Allerdings verstößt die konkrete Benutzung durch den Beklagten gegen die guten Sitten im Sinne des § 23 MarkenG. Dieses Merkmal entspricht inhaltlich dem in Art. 6 Abs. 1 MarkenRL verwendeten Begriff der anständigen Gepflogenheiten in Gewerbe oder Handel. Der Sache nach darf der Dritte den berechtigten Interessen des Markeninhabers nicht in unlauterer Weise zuwiderhandeln (EuGH, GRUR Int. 1999, 438 Tz. 61 – BMW/Deenik). Derjenige, der sich auf die privilegierte Benutzung beruft, muss alles getan haben, um eine Beeinträchtigung der Interessen des Markeninhabers nach Möglichkeit zu vermeiden. Hierfür ist eine Gesamtwürdigung aller relevanten Umstände des Einzelfalls erforderlich. Der Dritte handelt unter anderem dann den berechtigten Interessen des Markeninhabers in unlauterer Weise zuwider, wenn er die Wertschätzung einer bekannten Marke in unlauterer Weise ausnutzt. Im Rahmen der Schutzschranke des § 23 Nr. 3 MarkenG kommt es dabei maßgeblich auf die Aufmachung an, in der die fremde Marke zur Angabe der Bestimmung der eigenen Produkte verwendet wird. Die fremde Marke darf nicht für Werbezwecke eingesetzt werden, die über die mit der notwendigen Leistungsbestimmung einhergehende Werbewirkung hinausgehen (BGH, GRUR 2011, 1135 Tz. 23 f. – GROSSE INSPEKTION FÜR ALLE). Der Händler ist, wie Hacker es formuliert, auf das „unbedingt notwendige Minimum an Markenverwendung“ beschränkt (Ströbele/Hacker, MarkenG, 11. Aufl. 2015, § 24 Rn. 52).

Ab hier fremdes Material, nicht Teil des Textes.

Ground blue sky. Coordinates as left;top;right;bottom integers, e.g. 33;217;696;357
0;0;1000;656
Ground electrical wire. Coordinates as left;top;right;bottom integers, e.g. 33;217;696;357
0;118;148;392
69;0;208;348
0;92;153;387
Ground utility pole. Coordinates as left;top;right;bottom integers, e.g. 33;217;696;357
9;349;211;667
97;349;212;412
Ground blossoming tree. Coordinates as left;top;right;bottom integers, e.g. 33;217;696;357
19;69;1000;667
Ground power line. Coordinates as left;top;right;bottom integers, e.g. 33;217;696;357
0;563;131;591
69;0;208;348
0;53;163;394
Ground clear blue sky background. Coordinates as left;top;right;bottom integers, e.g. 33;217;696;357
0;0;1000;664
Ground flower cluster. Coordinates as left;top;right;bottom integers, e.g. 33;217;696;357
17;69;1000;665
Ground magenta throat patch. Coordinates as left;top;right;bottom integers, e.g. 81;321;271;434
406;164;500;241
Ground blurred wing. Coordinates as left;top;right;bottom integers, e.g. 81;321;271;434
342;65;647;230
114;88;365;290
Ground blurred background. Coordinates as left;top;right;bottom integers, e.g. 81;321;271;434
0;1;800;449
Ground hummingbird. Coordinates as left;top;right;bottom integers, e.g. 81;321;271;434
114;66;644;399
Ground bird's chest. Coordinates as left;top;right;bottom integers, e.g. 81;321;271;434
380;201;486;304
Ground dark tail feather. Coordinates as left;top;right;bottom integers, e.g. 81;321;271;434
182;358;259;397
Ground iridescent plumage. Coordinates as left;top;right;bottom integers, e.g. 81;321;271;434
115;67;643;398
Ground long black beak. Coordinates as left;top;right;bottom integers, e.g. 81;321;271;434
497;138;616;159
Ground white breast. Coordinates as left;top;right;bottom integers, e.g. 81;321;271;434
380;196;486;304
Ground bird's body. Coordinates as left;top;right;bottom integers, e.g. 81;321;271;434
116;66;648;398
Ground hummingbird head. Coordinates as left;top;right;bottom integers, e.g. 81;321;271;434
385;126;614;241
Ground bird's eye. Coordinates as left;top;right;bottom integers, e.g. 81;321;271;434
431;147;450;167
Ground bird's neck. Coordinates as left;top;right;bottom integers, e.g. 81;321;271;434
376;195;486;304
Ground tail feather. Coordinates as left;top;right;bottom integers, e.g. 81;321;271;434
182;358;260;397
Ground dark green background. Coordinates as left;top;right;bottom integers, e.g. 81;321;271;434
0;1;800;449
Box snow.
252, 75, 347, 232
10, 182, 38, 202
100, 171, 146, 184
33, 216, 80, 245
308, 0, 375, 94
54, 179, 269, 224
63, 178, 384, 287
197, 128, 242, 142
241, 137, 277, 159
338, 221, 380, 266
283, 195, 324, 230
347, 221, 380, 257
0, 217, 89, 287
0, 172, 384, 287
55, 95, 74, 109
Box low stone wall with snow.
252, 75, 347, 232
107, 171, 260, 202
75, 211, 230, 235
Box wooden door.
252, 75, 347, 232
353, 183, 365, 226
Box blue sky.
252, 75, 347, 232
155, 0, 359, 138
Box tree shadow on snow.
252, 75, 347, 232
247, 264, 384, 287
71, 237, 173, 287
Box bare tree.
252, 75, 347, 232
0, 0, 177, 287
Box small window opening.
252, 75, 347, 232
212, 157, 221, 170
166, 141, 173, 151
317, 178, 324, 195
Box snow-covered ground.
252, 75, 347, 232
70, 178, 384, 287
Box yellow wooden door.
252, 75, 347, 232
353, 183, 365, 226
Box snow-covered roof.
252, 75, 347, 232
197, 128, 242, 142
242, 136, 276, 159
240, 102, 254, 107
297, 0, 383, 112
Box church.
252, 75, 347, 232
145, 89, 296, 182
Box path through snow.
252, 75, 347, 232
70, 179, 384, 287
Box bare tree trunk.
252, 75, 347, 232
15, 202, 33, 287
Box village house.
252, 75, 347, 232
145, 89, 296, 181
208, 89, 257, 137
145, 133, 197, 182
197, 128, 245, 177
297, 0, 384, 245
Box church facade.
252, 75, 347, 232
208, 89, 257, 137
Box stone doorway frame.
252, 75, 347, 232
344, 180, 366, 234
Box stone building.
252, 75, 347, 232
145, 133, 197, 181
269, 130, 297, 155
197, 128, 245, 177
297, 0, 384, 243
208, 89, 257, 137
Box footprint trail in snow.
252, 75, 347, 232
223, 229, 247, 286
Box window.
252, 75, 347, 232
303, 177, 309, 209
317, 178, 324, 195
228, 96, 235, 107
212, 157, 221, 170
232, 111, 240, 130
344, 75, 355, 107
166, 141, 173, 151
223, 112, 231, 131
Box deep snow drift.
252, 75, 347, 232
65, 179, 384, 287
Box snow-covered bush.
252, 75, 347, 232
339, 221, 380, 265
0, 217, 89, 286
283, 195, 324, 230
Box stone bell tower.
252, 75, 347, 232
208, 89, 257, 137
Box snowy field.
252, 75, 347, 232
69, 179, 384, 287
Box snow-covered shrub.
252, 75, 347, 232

Eine Verwendung als Teil der Domain geht über die notwendige Leistungsbestimmung deutlich hinaus. Es ist völlig ausreichend, wenn der Beklagte auf dem Text seiner Internetseite den entsprechenden Hinweis erteilt. Auch hier gilt wiederum, dass der Beklagte selber darauf verweist, die Domain stelle einen schutzwürdigen Besitzstand für ihn da, mit anderen Worten, sie entfaltet eine besondere Werbewirkung, die über die reine Verwendung der Marke der Klägerin auf der Seite hinausgeht. Dies ist auch nachvollziehbar, da beispielsweise in Suchergebnislisten regelmäßig der Name der Domain genannt wird und allein deshalb eine erhebliche Werbewirkung ausübt.

Daher ändert auch das Argument des Beklagten, mit jeder „Abgrenzungsformulierung“, wie sie die Klägerin regelmäßig von ihm verlange, begebe er sich in den Schutzbereich der bekannten Marke der Klägerin, nichts an diesem Ergebnis. Auch insoweit gilt, dass der Beklagte das Zeichen nur insoweit verwenden darf, wie es für die notwendige Abgrenzung erforderlich ist. Die Grenze ist ebenso zu ziehen wie bei der Verwendung des Zeichens als notwendige Inhaltsbestimmung."